Backpackers from eight countries will be able to save thousands of dollars after the Australian High Court ruled on Wednesday that the government’s tax on working vacation makers from these countries is unfair.
In December 2016, Australia legislated a backpacker tax that will see working holidaymakers charged a flat rate of 15% on incomes up to AU$37,000, a tax of AU$5,550, which is higher than that of native Australians.
Local Australians are exempt from tax on income up to AU$18,200, and if they earn up to AU$37,000 a year, the tax is only AU$3,572.
Catherine Addy, a British backpacker, working as a waitress in Sydney, filed a federal court case against the backpacker tax for discriminating against her nationality and violating the Australia-UK treaty on avoidance of double taxation.
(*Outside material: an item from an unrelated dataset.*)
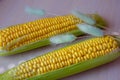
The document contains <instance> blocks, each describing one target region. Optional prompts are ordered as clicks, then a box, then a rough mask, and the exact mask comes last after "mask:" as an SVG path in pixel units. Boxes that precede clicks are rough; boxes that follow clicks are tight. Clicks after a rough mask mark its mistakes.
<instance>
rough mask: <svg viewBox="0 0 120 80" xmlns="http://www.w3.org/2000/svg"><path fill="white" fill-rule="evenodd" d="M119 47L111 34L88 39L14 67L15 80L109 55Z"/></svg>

Addy initially won her case in October 2019. But the federal court overturned the decision in August 2020. She then appealed to the High Court of Australia, where all five High Court justices ruled in favour of Addy unanimously on Nov.3, finding that “more burdensome” tax had been imposed on her.
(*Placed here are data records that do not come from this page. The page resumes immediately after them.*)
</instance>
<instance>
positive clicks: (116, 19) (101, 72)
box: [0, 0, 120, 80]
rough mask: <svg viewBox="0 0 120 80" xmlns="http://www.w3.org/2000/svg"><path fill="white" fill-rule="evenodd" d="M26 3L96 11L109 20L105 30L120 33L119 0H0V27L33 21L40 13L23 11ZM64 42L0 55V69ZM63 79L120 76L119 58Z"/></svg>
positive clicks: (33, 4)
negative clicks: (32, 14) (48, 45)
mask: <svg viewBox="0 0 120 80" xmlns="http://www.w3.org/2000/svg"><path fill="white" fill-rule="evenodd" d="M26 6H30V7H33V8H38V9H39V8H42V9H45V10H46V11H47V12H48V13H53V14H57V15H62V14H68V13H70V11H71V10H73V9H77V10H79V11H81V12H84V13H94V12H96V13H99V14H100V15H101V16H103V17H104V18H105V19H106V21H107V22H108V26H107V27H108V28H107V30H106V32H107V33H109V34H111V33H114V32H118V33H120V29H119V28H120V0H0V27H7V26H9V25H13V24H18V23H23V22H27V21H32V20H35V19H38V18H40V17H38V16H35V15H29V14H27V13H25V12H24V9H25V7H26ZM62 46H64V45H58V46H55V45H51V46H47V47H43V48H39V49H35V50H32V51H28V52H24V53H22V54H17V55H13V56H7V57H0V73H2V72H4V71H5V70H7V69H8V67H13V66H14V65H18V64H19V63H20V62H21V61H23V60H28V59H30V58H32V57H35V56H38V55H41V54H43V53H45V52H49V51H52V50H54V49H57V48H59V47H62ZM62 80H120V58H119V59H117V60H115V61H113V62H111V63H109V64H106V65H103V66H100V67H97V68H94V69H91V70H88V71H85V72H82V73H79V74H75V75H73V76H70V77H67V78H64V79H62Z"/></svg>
“When the position of Ms Addy is compared with that of an Australian national, as it must be, that is the only conclusion which may be drawn,” they said in the judgement.
“She did the same kind of work and earned the same amount of income from the same source, yet an Australian national was required … to pay less tax.”
The Australian Taxation Office (ATO) issued a statement later, saying that the high court’s decision does not apply to all backpackers in the country.
“This decision is only relevant where the working holidaymaker is both an Australian resident for tax purposes, and from Chile, Finland, Japan, Norway, Turkey, the United Kingdom, Germany or Israel,” the ATO said in a statement.
The ATO said it is considering this decision and will provide further guidance in a timely manner.
Joanna Murphy, the CEO of Taxback.com, which helped Addy bring the case, welcomed the decision saying the court “confirmed important protections for foreign citizens choosing to work while holidaying in Australia.”
“It was always clear to us when this tax was introduced in 2016, against the wishes of the agricultural sector, that it breached a number of international tax agreements,” Murphy said in a statement on the firm’s website.
“It also damaged Australia’s reputation as a working holiday destination.”